History
It neighbors Martha’s Vineyard on the east, and sometimes a slender beach connects it to the rest of the Vineyard along the south. On a map, it looks big, with a great barrier beach hooking wide and long over the top, but the actual landmass is small, only about thirty-eight hundred acres. Chappaquiddick is as much an island of bays and ponds and inlets as it is of hills and fields and forests.
Chappaquiddick was created during the last ice age, shoveled and dumped into place by the same glacier that built up the rest of the Vineyard around 21,000 years ago. In fact the hills of Chappy, the Vineyard, and Nantucket mark the end of the line for the great ice sheet; the glacier would advance no farther to the southeast than these three future Islands, and on retreat, it would leave behind the most recently deposited – and therefore geologically newest – ground in all of New England.

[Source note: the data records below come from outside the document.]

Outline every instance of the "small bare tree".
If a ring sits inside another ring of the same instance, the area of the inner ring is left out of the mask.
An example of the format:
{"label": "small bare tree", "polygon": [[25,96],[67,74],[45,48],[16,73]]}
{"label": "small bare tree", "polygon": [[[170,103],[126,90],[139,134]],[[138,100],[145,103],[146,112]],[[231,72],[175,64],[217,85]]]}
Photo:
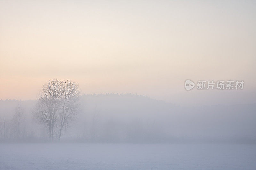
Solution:
{"label": "small bare tree", "polygon": [[21,102],[20,100],[15,108],[15,114],[12,119],[14,133],[17,138],[20,137],[21,124],[24,119],[24,109],[21,105]]}
{"label": "small bare tree", "polygon": [[64,83],[64,92],[62,99],[61,111],[60,117],[59,140],[60,139],[62,130],[69,126],[79,111],[80,91],[78,84],[68,80]]}

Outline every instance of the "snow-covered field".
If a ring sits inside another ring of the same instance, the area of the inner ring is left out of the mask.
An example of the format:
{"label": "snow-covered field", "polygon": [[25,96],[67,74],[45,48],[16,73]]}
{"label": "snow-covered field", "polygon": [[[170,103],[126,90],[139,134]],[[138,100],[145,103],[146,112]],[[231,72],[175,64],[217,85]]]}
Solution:
{"label": "snow-covered field", "polygon": [[1,169],[256,169],[256,145],[0,144]]}

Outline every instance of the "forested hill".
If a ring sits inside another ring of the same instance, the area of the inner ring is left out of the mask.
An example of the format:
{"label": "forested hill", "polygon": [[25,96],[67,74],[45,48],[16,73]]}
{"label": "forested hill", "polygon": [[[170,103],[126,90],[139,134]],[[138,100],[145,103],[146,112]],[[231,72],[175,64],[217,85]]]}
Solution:
{"label": "forested hill", "polygon": [[[183,107],[131,94],[86,95],[81,98],[80,111],[71,127],[64,133],[63,140],[256,141],[255,104]],[[17,100],[0,100],[2,138],[18,102]],[[24,136],[47,139],[45,128],[32,116],[35,101],[23,101],[21,103],[25,115],[22,127]],[[5,129],[3,127],[4,121]],[[11,129],[11,123],[9,124]]]}

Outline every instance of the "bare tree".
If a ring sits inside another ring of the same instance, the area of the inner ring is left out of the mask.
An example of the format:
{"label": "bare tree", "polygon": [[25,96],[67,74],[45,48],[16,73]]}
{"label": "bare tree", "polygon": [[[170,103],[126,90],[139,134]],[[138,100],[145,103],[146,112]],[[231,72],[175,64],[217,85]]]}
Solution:
{"label": "bare tree", "polygon": [[24,109],[21,105],[21,100],[20,101],[15,108],[15,114],[12,119],[13,130],[17,138],[20,137],[21,124],[24,118]]}
{"label": "bare tree", "polygon": [[55,79],[49,80],[43,86],[34,111],[38,120],[49,128],[49,139],[52,141],[64,87],[63,82]]}
{"label": "bare tree", "polygon": [[78,85],[70,81],[50,80],[43,86],[36,103],[34,115],[36,119],[49,129],[49,138],[57,138],[54,128],[57,125],[59,140],[61,133],[68,127],[78,109]]}
{"label": "bare tree", "polygon": [[68,127],[79,109],[79,96],[80,91],[78,84],[68,80],[64,83],[64,92],[62,102],[62,110],[60,117],[59,140],[63,130]]}

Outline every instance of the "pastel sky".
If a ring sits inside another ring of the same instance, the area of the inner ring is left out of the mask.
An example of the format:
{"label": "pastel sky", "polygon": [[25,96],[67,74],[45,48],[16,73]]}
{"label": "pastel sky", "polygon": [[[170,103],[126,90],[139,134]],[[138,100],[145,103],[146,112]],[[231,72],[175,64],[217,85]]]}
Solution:
{"label": "pastel sky", "polygon": [[[36,99],[54,78],[84,94],[255,103],[255,2],[0,1],[0,99]],[[245,84],[187,91],[188,79]]]}

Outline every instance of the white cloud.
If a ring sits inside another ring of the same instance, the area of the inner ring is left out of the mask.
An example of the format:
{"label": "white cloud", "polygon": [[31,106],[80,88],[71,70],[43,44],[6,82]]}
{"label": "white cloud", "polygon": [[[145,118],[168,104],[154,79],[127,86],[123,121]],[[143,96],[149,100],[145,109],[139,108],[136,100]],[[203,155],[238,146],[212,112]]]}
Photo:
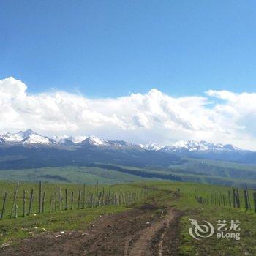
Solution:
{"label": "white cloud", "polygon": [[13,78],[0,80],[0,133],[29,128],[48,135],[92,134],[161,144],[205,140],[256,149],[256,94],[210,90],[206,97],[173,97],[153,89],[146,94],[91,99],[26,90]]}

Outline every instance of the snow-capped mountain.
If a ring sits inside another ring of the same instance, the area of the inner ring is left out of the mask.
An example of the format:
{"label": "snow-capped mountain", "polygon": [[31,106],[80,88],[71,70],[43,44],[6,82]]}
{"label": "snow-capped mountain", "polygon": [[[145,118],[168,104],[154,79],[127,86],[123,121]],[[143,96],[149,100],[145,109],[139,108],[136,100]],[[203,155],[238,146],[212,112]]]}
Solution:
{"label": "snow-capped mountain", "polygon": [[89,136],[80,143],[81,145],[90,145],[96,146],[116,146],[116,147],[128,147],[134,146],[123,140],[104,140],[96,136]]}
{"label": "snow-capped mountain", "polygon": [[31,129],[20,131],[17,133],[6,133],[1,136],[3,143],[7,144],[52,144],[54,142],[45,136],[42,136]]}
{"label": "snow-capped mountain", "polygon": [[4,139],[3,138],[2,136],[0,135],[0,144],[4,143]]}
{"label": "snow-capped mountain", "polygon": [[59,145],[72,146],[81,143],[86,139],[86,136],[56,135],[52,139]]}
{"label": "snow-capped mountain", "polygon": [[180,140],[171,146],[160,146],[154,143],[135,145],[123,140],[110,140],[96,136],[56,135],[52,138],[40,135],[31,129],[17,133],[6,133],[0,136],[1,144],[47,145],[65,146],[97,146],[97,147],[137,147],[138,148],[161,152],[233,152],[242,151],[230,144],[214,144],[206,141]]}
{"label": "snow-capped mountain", "polygon": [[236,148],[230,144],[214,144],[206,141],[195,141],[195,140],[180,140],[173,146],[167,146],[161,148],[162,151],[181,152],[181,151],[239,151],[239,148]]}
{"label": "snow-capped mountain", "polygon": [[32,134],[35,134],[35,132],[31,129],[28,129],[25,132],[20,131],[17,133],[7,132],[3,135],[2,138],[6,143],[18,143],[21,142]]}
{"label": "snow-capped mountain", "polygon": [[159,150],[161,150],[162,148],[164,148],[164,146],[158,145],[154,142],[150,142],[145,145],[140,144],[140,146],[146,150],[154,150],[154,151],[159,151]]}

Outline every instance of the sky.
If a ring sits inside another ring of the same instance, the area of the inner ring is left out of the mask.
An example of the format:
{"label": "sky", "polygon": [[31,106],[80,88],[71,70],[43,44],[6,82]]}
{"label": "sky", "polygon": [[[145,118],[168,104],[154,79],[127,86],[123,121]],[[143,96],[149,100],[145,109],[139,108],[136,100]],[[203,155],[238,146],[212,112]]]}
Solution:
{"label": "sky", "polygon": [[0,132],[256,150],[254,1],[0,1]]}

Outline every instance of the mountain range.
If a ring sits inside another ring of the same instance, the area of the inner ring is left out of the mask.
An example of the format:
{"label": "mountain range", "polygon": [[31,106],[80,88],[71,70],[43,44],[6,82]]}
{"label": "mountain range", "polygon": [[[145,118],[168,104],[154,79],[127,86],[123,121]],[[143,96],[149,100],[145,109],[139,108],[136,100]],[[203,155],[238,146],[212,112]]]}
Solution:
{"label": "mountain range", "polygon": [[242,149],[231,144],[222,145],[208,143],[206,141],[178,141],[171,146],[159,146],[154,143],[132,144],[123,140],[105,140],[96,136],[67,136],[55,135],[51,138],[40,135],[31,129],[20,131],[17,133],[7,132],[0,135],[0,143],[6,145],[37,145],[37,146],[95,146],[114,147],[140,147],[145,150],[158,151],[162,152],[186,151],[243,151]]}
{"label": "mountain range", "polygon": [[49,138],[31,129],[0,136],[0,178],[62,182],[76,177],[73,181],[79,182],[80,168],[86,168],[86,180],[100,173],[121,181],[159,178],[231,185],[246,181],[254,186],[255,164],[256,152],[206,141],[137,145],[95,136]]}

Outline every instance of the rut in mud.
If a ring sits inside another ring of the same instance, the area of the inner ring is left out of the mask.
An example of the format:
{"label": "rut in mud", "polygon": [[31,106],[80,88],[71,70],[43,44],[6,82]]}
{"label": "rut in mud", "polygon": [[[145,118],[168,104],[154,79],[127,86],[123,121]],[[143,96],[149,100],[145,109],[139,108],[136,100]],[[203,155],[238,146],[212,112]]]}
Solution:
{"label": "rut in mud", "polygon": [[35,236],[1,255],[176,255],[178,214],[144,205],[104,216],[86,231]]}

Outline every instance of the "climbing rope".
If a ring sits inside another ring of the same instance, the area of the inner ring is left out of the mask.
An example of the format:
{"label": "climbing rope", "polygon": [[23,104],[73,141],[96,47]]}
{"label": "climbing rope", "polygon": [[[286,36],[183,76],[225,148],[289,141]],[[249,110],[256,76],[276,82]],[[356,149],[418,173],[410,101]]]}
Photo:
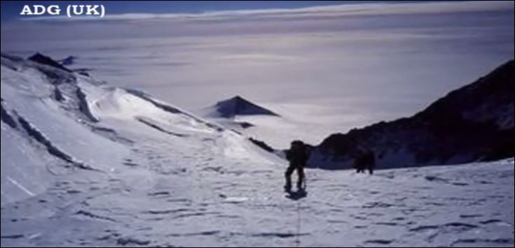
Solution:
{"label": "climbing rope", "polygon": [[301,245],[301,200],[297,200],[297,235],[295,240],[295,247]]}

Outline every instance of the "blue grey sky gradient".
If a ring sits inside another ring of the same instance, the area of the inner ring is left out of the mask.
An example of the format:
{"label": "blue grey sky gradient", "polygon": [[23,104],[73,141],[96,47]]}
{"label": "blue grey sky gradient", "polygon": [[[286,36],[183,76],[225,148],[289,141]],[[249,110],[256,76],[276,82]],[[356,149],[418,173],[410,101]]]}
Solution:
{"label": "blue grey sky gradient", "polygon": [[240,95],[312,143],[413,115],[514,58],[513,1],[334,3],[120,3],[102,20],[2,23],[1,51],[74,55],[194,112]]}

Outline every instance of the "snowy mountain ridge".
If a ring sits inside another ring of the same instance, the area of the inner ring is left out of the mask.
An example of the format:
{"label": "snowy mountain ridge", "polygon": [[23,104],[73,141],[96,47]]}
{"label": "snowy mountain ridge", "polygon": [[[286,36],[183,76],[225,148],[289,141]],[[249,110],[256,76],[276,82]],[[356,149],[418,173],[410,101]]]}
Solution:
{"label": "snowy mountain ridge", "polygon": [[1,247],[514,245],[513,159],[308,170],[141,92],[1,56]]}
{"label": "snowy mountain ridge", "polygon": [[373,151],[380,168],[513,157],[514,71],[511,60],[411,117],[331,135],[310,164],[350,168],[357,147]]}

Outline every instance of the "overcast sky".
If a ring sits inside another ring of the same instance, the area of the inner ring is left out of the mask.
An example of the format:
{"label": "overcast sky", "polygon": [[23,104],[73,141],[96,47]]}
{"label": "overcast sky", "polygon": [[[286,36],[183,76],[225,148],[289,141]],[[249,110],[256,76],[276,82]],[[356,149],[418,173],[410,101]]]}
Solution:
{"label": "overcast sky", "polygon": [[193,112],[242,95],[329,133],[411,115],[514,57],[513,1],[340,3],[111,3],[103,19],[20,20],[2,1],[1,50],[78,56]]}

The first settlers, ancestors to the modern Wampanoags, arrived from Asia and the continent well after the ice pulled back into Canada, roughly 12,000 years ago, but still long before the Islands were surrounded by water. The seafloor in this epoch was still a cold, vast, and inhospitable coastal plain, with the waters of the Atlantic Ocean lying hundreds of miles to the south.
But as the ice melted away, sometimes in explosive south-rushing torrents, the sea advanced rapidly, and by 6,000 years ago it had surrounded, from west to east, the Islands of Martha’s Vineyard, Chappaquiddick, and Nantucket. The rising Atlantic filled the shallow waterways known today as Vineyard and Nantucket sounds, separating the two larger islands (the Vineyard and Nantucket) from one another by about eighteen miles. It also filled what is now Edgartown Harbor and Katama Bay, which also separated the Chappaquiddick landmass from the Vineyard landmass by just 527 feet at the harbor entrance and about a mile and a half at the widest part of Katama Bay.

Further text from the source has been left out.